Study reveals potential therapeutic targets for pancreatic cancer
Researchers analysed the expression of long non-coding RNAs in samples from patients and tumour cell lines, identifying a group of genes with augmented expression in pancreatic cancer.
According to a new study supported by the São Paulo Research Foundation (FAPESP), Brazil, long non-coding RNAs (IncRNAs) appear to play a role in pancreatic cancer. The researchers analysed a set of lncRNAs in pancreatic tumour cell lines, using specific tools in the laboratory to manipulate gene expression by the cells. The results, which were recently published in Cellular Oncology, confirmed that the lncRNAs were oncogenic, as expression of the genes favoured tumour formation.
“We found that when the lncRNAs were silenced, characteristics of the tumour cell were reduced, making it less aggressive and malignant because it proliferated, migrated and invaded less, and carried out less DNA repair,” said Professor Eduardo M. Reis.
According to Reis, the results increase scientists’ understanding of pancreatic cancer, which is lethal and hard to treat, although its incidence is lower than that of other types of cancer. “Since the start of research in molecular biology using next-generation sequencing tools to identify new markers, better treatments have been developed for several types of cancer, such as breast, lung and prostate cancer, with a very positive effect on survival rates. Unfortunately, this isn’t the case for pancreatic cancer,” he said.
The next step is to manipulate and silence these lncRNAs using in vivo tumour models, where fragments of tumours from patients are implanted and maintained in mice, with the aim of finding out whether tumour aggressiveness can in fact be reduced in practice.
In parallel, the team are analysing single-cell RNA sequencing databases to obtain the transcriptome (all RNA transcripts) for each of the cells in a tissue sample, instead of analysing the tissue.
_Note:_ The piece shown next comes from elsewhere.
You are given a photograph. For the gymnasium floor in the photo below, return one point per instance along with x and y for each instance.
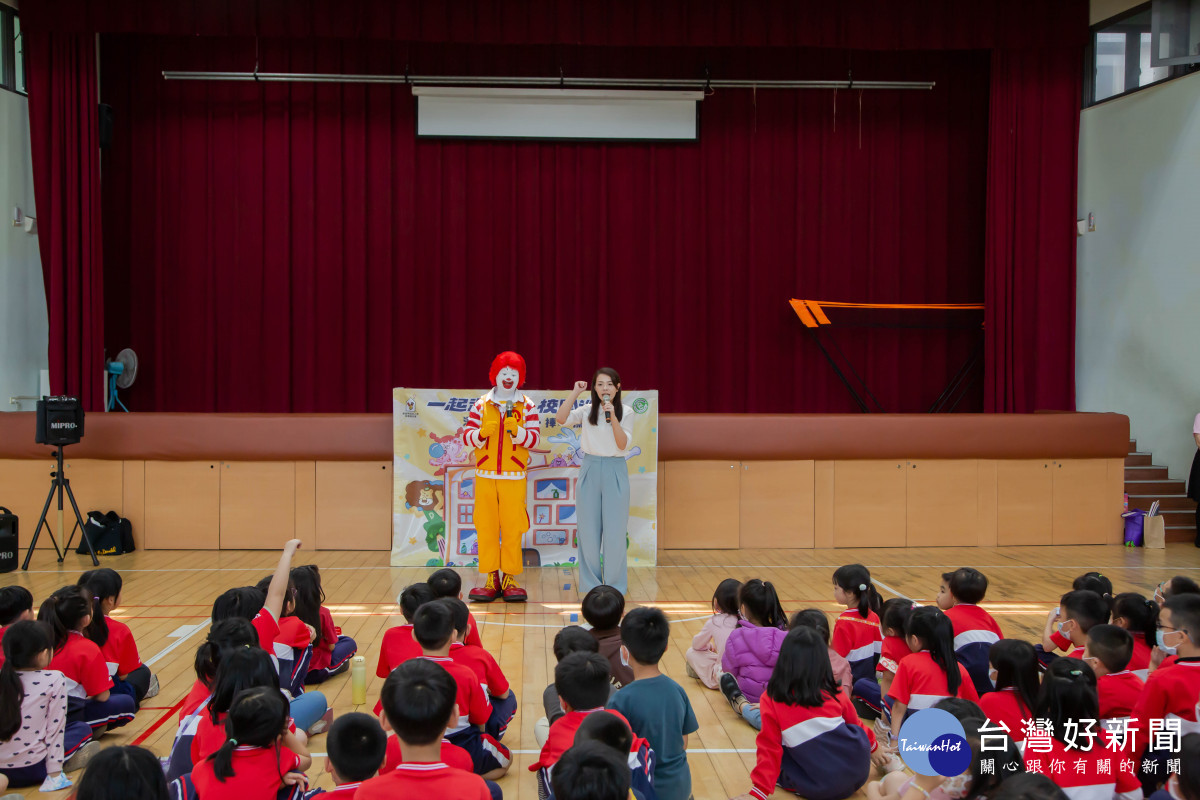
(168, 595)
They also aim to investigate the activity of lncRNAs in the different cell types that make up the tumour microenvironment to understand their functions and possible use as biomarkers.
Besides the specific knowledge gleaned regarding pancreatic cancer, the study contributes a strategy for investigating the action mechanism of non-coding RNAs. Their numbers are known to increase in tumours, and they affect cells when manipulated, but exactly how this happens is unclear. The functions of messenger RNAs can be predicted from the proteins encoded in their sequences, but this is not yet possible for lncRNAs.
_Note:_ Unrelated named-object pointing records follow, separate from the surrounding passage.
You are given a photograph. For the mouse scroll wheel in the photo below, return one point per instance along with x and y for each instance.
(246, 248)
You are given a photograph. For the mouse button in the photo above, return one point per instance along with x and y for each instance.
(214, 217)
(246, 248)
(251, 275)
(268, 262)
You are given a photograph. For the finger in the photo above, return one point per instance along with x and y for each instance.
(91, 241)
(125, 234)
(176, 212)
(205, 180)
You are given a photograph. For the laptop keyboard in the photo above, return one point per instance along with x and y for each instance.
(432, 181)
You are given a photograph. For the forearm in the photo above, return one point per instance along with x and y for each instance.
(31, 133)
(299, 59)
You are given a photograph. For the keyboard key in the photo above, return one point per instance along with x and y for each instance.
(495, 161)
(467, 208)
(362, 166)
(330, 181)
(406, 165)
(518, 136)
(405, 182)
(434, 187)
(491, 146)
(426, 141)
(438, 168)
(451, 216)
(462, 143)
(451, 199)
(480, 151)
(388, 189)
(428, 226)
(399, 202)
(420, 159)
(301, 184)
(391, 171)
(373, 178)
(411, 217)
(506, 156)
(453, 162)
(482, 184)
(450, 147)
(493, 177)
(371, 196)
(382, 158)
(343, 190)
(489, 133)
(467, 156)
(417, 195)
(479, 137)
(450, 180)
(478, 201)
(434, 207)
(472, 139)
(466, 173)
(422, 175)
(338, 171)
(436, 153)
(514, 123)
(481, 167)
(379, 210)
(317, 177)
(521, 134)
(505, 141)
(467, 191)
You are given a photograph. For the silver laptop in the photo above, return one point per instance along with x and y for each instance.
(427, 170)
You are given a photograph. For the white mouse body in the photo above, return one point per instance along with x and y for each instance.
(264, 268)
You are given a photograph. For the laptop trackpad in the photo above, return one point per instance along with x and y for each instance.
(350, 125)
To surmount this limitation, the researchers used a bioinformatics approach to analyse the activity of the lncRNAs in the context of a gene co-expression network also comprising protein-encoding genes whose functions are known. Comparing samples of tumour and non-tumour tissue, they concluded that several lncRNAs displayed a similar co-expression pattern to protein-encoding genes with important functions in the context of cancer and that their activity might therefore be the same, or subject to the same regulation.
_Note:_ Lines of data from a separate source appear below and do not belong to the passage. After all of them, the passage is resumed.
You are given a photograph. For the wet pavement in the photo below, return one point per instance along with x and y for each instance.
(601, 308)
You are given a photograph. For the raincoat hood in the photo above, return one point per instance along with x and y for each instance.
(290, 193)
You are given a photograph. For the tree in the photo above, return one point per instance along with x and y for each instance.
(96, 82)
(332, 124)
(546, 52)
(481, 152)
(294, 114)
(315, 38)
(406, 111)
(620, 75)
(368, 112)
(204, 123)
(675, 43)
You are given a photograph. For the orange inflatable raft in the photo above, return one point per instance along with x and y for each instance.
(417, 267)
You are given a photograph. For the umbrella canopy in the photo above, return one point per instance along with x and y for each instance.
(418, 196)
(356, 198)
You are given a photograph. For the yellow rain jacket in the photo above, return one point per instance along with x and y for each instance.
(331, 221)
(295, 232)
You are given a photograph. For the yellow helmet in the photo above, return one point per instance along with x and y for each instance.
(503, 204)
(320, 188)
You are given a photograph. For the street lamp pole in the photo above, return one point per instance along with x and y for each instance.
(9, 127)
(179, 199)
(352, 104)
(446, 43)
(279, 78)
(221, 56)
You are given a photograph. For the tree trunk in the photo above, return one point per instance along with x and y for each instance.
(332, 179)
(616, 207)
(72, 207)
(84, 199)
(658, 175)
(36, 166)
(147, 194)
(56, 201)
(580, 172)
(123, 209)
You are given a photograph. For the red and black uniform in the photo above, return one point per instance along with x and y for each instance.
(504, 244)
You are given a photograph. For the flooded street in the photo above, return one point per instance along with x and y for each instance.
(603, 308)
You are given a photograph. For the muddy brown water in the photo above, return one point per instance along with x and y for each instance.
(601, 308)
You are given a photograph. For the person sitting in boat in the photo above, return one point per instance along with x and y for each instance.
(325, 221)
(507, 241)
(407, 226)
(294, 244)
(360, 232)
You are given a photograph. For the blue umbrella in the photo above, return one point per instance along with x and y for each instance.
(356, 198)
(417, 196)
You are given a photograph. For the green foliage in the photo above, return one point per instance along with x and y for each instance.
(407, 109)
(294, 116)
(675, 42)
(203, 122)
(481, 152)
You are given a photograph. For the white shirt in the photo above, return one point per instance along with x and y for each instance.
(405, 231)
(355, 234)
More specifically, the lncRNA UCA1 was found to be necessary for DNA repair in tumour cells exposed to ionising radiation. In other words, expression of this non-coding RNA appears to help tumors recover from the damage caused by radiation therapy.
According to researchers, the study surveys the possible molecular functions of oncogenic lncRNAs, pointing to avenues for further research on the functions of lncRNAs in pancreatic cancer and development of novel therapies.